Avec ce numéro de printemps, Blues Magazine souffle les bougies du gâteau de son cinquième anniversaire. Cinq ans déjà… En nous lançant dans cette folle aventure il y a maintenant quelques années, nous n’étions pas sûr que nous serions encore là aujourd’hui, avec un magazine qui n’a cessé d’évoluer. Mais la première raison qui me fait écrire une fois encore l’édito de ce numéro, c’est votre fidélité. Merci de nous avoir soutenu et de continuer à le faire, de plus en plus nombreux. Sans vous, le défi était vain.

" The Blues want had soon, he named Rock’n’Roll " (Muddy Waters). De ce fils, nous allons longuement parler dans ce numéro. Tout d’abord au travers du dossier qui lui est consacré, et par notre saga trimestrielle, qui s’arrête sur " La " grande figure incontestée du Rock’n’Roll : Elvis Presley.

Au passage, un grand merci à Franck Margerin, qui illustre fort bien notre propos en couverture.

Et le Blues, diront certains… Qu’ils se rassurent, nous ne l’avons pas oublié…

Dans mon dernier édito, je vous écrivais que quelques afro-américains reviennent au Blues par la grande porte. En six mois de temps, nous venons de vérifier en " direct live ", la véracité de ce propos. Tour à tour, nous avons pu avoir la chance d’écouter et d’interviewer Guy Davis, un jeune homme de 44 ans qui " réinvente " le Blues rural et acoustique, que vous allez pouvoir découvrir dans ce numéro, ainsi que Big Bill Morganfield, un autre gamin de 44 ans, qui n’est autre que le propre fils de Muddy Waters, dont nous parlerons prochainement. L’un et l’autre ne se contentent pas de suivre leurs aînés.

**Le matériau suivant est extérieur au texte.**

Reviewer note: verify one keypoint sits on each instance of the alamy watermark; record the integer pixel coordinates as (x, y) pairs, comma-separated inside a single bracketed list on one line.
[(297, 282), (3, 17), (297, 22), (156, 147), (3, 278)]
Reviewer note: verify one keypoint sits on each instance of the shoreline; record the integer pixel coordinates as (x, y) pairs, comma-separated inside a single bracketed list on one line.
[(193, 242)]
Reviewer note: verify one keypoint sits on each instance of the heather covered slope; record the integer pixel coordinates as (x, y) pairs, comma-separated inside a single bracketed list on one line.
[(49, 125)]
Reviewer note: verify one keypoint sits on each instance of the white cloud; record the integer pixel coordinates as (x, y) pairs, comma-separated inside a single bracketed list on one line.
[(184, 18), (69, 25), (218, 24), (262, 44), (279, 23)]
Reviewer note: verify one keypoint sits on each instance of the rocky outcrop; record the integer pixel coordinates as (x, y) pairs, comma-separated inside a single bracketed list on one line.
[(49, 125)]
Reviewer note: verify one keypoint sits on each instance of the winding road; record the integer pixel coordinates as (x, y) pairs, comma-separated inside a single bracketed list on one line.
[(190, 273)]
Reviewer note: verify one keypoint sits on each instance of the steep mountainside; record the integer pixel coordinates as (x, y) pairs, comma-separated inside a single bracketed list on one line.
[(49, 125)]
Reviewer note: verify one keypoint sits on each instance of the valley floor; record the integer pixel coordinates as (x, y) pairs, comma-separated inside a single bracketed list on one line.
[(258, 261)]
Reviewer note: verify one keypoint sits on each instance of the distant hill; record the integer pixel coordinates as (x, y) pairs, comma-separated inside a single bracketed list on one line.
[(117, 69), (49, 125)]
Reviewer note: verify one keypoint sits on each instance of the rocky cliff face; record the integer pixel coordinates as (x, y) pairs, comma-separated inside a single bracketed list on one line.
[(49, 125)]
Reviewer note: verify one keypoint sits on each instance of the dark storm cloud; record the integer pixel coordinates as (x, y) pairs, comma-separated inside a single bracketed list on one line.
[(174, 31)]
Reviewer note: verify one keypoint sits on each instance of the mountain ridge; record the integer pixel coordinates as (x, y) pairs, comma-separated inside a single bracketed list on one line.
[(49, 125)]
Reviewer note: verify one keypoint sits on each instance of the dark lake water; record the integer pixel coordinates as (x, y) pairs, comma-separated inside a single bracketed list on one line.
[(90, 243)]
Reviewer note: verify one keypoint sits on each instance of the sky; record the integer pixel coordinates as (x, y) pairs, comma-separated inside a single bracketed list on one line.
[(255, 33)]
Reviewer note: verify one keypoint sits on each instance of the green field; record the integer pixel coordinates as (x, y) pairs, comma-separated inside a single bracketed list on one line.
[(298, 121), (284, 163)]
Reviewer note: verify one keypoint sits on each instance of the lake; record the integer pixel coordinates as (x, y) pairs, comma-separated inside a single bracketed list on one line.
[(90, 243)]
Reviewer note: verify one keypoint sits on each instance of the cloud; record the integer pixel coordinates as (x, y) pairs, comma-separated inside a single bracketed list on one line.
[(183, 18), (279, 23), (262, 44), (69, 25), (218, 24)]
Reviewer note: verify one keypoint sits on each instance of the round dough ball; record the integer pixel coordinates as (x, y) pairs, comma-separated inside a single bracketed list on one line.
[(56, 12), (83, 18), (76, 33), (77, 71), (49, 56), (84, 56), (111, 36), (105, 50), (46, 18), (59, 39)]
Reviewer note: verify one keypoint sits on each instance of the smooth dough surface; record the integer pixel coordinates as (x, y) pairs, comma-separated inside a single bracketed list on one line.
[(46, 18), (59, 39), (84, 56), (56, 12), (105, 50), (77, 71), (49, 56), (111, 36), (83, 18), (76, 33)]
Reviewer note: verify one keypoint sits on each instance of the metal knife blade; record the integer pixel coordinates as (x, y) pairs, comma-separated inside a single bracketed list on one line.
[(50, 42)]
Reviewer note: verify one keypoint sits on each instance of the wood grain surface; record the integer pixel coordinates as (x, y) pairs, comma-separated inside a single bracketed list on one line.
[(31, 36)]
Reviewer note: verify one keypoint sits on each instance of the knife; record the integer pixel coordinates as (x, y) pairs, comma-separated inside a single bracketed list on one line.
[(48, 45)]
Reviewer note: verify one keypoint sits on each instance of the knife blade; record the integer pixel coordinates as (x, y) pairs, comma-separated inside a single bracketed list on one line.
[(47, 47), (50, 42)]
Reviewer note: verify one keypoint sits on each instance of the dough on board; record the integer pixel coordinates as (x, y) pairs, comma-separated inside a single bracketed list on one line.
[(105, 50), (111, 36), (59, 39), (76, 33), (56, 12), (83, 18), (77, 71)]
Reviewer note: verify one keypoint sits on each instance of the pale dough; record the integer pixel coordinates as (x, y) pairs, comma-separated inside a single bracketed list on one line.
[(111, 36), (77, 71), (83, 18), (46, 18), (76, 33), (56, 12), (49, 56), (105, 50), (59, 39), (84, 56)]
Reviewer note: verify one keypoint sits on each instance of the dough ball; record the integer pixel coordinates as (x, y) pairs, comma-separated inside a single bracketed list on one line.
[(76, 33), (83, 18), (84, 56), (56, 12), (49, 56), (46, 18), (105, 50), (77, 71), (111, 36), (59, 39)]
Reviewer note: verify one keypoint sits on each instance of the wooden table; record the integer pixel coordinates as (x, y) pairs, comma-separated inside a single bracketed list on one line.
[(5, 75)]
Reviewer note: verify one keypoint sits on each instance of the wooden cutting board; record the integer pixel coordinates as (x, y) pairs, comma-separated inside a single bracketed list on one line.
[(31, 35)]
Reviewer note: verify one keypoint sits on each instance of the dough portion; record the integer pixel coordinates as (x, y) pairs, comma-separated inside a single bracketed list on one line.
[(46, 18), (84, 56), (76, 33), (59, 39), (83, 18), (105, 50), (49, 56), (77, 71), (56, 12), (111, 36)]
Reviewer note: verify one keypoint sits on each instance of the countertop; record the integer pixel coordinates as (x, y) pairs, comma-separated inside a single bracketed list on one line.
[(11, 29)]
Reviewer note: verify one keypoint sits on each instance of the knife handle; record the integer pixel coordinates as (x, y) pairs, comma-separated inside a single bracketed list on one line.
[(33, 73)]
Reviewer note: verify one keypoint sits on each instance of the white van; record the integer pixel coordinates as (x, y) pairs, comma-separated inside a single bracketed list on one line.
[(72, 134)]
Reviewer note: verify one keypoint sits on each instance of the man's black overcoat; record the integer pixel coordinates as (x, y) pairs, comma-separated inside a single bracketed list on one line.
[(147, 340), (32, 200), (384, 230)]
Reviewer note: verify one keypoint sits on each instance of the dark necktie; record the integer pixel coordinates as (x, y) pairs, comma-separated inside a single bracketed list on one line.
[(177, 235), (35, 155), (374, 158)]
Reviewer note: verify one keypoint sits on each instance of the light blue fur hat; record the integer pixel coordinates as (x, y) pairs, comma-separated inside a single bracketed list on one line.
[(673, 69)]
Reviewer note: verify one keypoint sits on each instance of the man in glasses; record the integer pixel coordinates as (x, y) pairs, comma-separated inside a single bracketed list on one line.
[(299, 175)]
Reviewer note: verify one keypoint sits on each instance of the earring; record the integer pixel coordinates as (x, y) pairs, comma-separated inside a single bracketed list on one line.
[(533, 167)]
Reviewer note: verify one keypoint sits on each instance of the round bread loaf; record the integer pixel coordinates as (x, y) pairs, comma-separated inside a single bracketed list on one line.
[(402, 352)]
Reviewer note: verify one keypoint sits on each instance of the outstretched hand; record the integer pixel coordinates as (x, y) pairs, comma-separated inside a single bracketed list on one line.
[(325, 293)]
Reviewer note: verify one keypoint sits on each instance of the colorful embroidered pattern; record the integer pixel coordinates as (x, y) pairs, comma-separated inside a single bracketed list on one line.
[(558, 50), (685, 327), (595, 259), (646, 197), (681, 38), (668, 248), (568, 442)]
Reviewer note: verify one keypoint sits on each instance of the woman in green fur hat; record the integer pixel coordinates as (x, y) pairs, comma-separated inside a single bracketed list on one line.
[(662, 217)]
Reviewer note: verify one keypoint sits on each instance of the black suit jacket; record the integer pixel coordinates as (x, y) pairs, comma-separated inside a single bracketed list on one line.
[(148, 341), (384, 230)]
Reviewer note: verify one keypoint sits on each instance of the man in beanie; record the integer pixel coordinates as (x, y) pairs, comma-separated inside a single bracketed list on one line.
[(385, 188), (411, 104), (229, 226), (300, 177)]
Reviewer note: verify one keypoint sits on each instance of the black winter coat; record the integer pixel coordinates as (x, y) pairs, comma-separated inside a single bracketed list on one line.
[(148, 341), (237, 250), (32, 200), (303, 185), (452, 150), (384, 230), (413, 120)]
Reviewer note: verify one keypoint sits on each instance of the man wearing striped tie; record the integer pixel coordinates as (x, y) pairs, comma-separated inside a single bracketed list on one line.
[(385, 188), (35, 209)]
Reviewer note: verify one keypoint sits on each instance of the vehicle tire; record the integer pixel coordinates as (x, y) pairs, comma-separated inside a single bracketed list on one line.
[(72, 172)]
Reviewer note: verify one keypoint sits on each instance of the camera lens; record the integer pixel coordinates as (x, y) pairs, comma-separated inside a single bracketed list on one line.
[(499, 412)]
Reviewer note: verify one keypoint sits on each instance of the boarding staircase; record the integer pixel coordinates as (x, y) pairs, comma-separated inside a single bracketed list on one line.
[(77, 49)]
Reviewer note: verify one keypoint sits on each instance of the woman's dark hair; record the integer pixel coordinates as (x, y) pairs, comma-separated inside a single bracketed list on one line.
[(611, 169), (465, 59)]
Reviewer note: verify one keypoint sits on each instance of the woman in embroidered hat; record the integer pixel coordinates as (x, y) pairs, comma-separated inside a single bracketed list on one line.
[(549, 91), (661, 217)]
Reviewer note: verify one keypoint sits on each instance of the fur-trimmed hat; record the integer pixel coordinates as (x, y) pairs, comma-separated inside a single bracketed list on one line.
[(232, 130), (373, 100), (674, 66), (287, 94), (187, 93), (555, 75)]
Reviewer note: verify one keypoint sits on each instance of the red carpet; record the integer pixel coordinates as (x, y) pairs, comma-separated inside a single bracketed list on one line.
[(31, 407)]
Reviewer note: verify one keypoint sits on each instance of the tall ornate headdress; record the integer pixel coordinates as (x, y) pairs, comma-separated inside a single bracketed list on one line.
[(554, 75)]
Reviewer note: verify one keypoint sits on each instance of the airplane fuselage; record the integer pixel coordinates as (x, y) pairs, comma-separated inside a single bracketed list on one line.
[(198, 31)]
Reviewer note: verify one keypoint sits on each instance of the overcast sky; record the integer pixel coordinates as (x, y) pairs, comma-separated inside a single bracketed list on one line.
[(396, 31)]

Ils ont développé leur propre style. Un style qui renouvelle le genre tout en perpétuant la tradition. Sans vouloir jouer les " monsieur lune ", je pense que l’avenir est pour eux, et j’espère qu’ils sauront entraîner derrière eux de nombreux émules.

Comme vous avez pu le constater precedemment, le Blues a un jour traversé l’Atlantique pour venir faire entendre sa mélancolique complainte dans notre beau pays. Nous abordons donc ce mois ci, le deuxième volet de cette belle histoire.

 

Bonne lecture.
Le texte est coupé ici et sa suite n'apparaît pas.